Architecture Comparison

Property	Decoder-Only (GPT style)	Encoder-Decoder (T5 style)	Encoder-Only (BERT style)
Primary use	Generation, completion	Translation, summarisation	Classification, embeddings
Attention type	Causal (left-to-right)	Full (encoder) + Causal (decoder)	Bidirectional full attention
Prompt conditioning	In-context (prefix)	Separate input sequence	N/A (no generation)
KV cache benefit	High — caches all prior tokens	Partial — encoder KV fixed	N/A
Parameter efficiency	One model for all tasks	Better for seq2seq tasks	Compact for classification

The dominance of decoder-only architectures in frontier LLMs reflects a practical advantage: they unify pretraining (next-token prediction) and fine-tuning (instruction following) into a single paradigm. Encoder-decoder models require a separate pretraining objective and a harder alignment between input and output sequences. For most production GenAI use cases today, decoder-only is the default choice; encoder-only models remain valuable for high-throughput classification and embedding workloads where generation is not needed.

Long system prompts that repeat across requests are prime candidates for prompt caching. The KV pairs for static prefixes can be computed once and reused, cutting both latency and cost for the prefill phase. This is possible precisely because decoder-only models process the prompt autoregressively and the KV cache naturally partitions by sequence position.
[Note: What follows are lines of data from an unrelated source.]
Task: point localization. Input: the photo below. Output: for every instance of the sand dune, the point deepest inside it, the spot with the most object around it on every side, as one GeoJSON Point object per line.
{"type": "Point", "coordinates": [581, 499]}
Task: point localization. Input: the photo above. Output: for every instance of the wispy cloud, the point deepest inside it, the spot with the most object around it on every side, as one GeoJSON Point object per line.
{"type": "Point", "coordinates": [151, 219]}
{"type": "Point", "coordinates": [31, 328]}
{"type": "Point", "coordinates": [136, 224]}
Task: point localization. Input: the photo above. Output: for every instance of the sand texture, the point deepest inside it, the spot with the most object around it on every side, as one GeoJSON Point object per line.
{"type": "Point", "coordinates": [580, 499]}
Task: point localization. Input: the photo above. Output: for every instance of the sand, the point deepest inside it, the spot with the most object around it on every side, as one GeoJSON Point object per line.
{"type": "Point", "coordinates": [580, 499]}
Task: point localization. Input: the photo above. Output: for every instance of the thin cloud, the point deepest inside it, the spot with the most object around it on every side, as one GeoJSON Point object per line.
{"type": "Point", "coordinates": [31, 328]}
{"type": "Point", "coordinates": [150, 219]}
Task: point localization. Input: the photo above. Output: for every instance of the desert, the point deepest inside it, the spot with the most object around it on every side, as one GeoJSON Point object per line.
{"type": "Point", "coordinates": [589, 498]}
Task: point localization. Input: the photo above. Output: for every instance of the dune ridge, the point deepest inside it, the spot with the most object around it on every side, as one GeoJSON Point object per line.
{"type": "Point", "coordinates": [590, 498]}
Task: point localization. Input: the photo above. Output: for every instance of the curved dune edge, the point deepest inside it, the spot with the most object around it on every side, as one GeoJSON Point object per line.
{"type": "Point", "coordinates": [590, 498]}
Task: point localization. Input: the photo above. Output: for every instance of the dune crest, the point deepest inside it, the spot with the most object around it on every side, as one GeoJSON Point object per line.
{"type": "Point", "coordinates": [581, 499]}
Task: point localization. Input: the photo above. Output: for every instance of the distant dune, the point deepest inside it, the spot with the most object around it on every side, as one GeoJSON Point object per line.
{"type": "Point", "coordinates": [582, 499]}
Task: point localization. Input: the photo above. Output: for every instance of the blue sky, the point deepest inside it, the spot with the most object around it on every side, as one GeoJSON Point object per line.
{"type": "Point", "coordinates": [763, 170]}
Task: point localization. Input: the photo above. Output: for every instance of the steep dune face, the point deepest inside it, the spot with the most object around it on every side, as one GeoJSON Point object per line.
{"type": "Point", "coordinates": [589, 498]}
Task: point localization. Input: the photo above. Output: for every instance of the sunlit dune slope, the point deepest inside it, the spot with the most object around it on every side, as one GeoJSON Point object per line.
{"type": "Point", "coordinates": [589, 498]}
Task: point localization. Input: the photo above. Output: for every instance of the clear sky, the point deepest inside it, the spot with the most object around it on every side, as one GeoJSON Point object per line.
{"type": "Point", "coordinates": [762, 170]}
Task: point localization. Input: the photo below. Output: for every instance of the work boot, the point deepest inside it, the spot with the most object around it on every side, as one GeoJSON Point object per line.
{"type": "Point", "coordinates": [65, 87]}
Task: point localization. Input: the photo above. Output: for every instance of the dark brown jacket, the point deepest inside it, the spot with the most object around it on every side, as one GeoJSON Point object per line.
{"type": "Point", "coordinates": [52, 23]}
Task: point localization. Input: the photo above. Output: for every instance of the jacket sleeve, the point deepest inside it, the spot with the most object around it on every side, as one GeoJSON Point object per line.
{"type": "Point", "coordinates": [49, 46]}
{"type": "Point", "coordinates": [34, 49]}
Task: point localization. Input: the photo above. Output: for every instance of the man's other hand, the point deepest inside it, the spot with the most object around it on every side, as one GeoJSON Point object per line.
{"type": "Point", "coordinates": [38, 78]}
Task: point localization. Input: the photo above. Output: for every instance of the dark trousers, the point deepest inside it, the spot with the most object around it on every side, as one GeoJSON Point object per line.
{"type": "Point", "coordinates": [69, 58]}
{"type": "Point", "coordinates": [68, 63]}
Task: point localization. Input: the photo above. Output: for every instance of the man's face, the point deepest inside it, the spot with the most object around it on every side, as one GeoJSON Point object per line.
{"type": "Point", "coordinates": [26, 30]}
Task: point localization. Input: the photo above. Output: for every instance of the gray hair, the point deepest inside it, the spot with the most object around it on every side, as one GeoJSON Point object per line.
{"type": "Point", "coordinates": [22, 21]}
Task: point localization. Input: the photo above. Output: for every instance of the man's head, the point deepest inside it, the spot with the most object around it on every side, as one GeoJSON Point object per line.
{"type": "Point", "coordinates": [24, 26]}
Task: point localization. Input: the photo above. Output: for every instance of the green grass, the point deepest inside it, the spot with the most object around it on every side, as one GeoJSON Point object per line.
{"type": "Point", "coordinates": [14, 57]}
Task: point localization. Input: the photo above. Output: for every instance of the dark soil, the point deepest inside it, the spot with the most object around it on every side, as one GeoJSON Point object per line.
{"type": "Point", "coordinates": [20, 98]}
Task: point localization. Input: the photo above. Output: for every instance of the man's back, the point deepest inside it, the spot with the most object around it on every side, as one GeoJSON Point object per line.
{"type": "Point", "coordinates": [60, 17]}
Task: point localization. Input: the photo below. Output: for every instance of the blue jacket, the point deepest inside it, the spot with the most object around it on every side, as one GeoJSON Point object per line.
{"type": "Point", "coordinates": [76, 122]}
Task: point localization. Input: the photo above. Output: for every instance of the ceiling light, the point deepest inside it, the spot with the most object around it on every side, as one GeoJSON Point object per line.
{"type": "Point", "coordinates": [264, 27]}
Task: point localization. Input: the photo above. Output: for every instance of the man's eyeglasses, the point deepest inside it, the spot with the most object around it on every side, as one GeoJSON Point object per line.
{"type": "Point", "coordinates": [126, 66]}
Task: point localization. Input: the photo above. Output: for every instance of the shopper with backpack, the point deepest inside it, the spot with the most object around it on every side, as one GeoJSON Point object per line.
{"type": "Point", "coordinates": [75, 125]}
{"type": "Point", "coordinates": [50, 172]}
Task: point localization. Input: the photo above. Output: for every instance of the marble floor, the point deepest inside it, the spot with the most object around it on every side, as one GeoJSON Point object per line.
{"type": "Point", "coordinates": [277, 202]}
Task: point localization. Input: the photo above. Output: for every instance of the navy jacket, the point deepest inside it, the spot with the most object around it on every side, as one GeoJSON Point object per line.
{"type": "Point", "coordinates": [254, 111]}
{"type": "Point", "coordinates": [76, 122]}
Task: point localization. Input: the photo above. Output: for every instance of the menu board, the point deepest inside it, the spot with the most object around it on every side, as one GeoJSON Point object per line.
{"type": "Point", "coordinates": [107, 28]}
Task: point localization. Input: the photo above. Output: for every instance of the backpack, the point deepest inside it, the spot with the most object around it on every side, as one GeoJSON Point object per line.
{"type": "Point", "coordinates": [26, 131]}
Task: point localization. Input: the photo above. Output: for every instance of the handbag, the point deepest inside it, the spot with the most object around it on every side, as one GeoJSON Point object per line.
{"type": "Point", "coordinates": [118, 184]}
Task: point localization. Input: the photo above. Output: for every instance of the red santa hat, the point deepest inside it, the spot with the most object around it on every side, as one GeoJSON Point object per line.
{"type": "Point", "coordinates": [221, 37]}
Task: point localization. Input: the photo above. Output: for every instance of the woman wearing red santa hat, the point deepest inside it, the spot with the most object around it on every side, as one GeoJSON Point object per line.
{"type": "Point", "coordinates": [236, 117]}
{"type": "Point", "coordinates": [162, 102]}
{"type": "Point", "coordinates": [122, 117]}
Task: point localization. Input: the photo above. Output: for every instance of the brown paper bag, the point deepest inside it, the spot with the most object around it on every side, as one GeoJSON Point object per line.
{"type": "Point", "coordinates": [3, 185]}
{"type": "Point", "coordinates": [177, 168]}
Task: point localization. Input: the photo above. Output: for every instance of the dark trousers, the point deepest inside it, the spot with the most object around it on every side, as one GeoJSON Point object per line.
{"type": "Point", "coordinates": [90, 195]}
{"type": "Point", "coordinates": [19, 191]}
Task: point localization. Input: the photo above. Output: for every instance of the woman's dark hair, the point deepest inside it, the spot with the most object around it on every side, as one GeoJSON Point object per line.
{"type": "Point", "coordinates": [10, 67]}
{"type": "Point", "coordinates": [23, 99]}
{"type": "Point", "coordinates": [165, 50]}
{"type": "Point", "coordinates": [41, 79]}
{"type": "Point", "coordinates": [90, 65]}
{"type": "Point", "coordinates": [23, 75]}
From a practical inference standpoint, the distinction between prefill and decode phases matters for latency optimisation. Prefill processes your entire prompt in one forward pass (parallelisable on GPU) and is fast even for long prompts. Decode generates tokens one at a time (sequential) and is the bottleneck for long outputs. This asymmetry means that increasing prompt length has a much smaller latency impact than increasing max output tokens, which is useful for system prompt design trade-offs.